The indictment alleges that Hope and Murrell conspired to fraudulently bill the Georgia Medicaid program for nutrition services that were purported to have been provided to children enrolled in Head Start centers located across Georgia.
The indictment also alleges that between January 2005 and September 2011, Hope submitted bills to Medicaid for these services totaling almost USD 4 million.
Hope made her first court appearance in this case on Wednesday at the federal courthouse in Tallahassee, Florida, while Murrell's initial court appearance occurred yesterday at the federal courthouse in Brunswick, Georgia. A trial date has not yet been scheduled.
United States Attorney Edward J. Tarver said, "As the Georgia Medicaid program is jointly funded by the United States government and the State of Georgia, it is fitting that the investigation and prosecution of this case has been a team effort by this office, federal law enforcement agencies, and the Georgia Medicaid Fraud Control Unit. The United States Attorney's Office and its partners are committed to protecting the financial well-being of government-funded health programs."
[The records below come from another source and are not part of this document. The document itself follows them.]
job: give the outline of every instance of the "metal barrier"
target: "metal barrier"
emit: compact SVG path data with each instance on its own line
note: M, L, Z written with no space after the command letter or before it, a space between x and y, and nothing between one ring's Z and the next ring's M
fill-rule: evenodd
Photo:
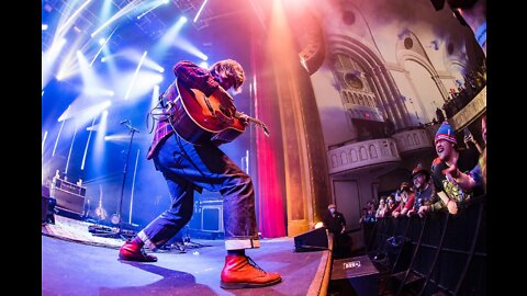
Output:
M457 215L383 218L372 261L390 295L486 295L486 195L459 205ZM381 289L382 292L382 289Z

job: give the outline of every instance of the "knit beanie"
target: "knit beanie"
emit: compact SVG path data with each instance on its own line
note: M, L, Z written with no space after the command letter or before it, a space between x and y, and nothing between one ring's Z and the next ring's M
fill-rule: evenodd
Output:
M442 122L441 126L439 126L439 129L437 129L436 137L434 138L434 143L437 143L440 139L448 140L450 143L458 145L458 141L456 140L456 136L453 135L453 129L446 121Z

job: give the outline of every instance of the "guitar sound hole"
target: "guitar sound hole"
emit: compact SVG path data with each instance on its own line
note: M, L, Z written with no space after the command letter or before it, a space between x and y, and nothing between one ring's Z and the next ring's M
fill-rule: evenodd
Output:
M233 117L233 114L229 110L225 109L224 106L220 105L220 111L225 114L227 117Z

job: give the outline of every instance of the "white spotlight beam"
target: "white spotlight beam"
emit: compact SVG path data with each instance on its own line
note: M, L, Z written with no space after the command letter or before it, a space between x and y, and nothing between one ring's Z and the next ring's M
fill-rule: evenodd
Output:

Georgia Attorney General Sam Olens said, "Fraud of taxpayer monies will not be tolerated in any form. Head Start is a program intended to offer assistance to children from low income families. The allegations that these defendants used the Head Start program and children in need to assist in their scam is especially appalling."
"This indictment sends a clear message to those who corruptly take advantage of the Medicaid system," said Derrick L. Jackson, Special Agent in Charge of the U.S. Department of Health and Human Services, Office of Inspector General for the Atlanta region. "The taxpayers and vulnerable recipients pay the price of Medicaid fraud and those who commit these offenses will be held accountable."
If convicted, Hope and Murrell both face a maximum penalty of 10 years' imprisonment for the conspiracy charge, while Hope also faces 10 years' imprisonment for each of the 19 counts of health care fraud and two years' imprisonment for each of the 25 counts of aggravated identity theft. Each of these charges also carries a fine of up to USD 250,000.
United States Attorney Edward J. Tarver emphasized that an indictment is only an accusation and is not evidence of guilt. The defendant is entitled to a fair trial, during which it will be the government's burden to prove guilt beyond a reasonable doubt.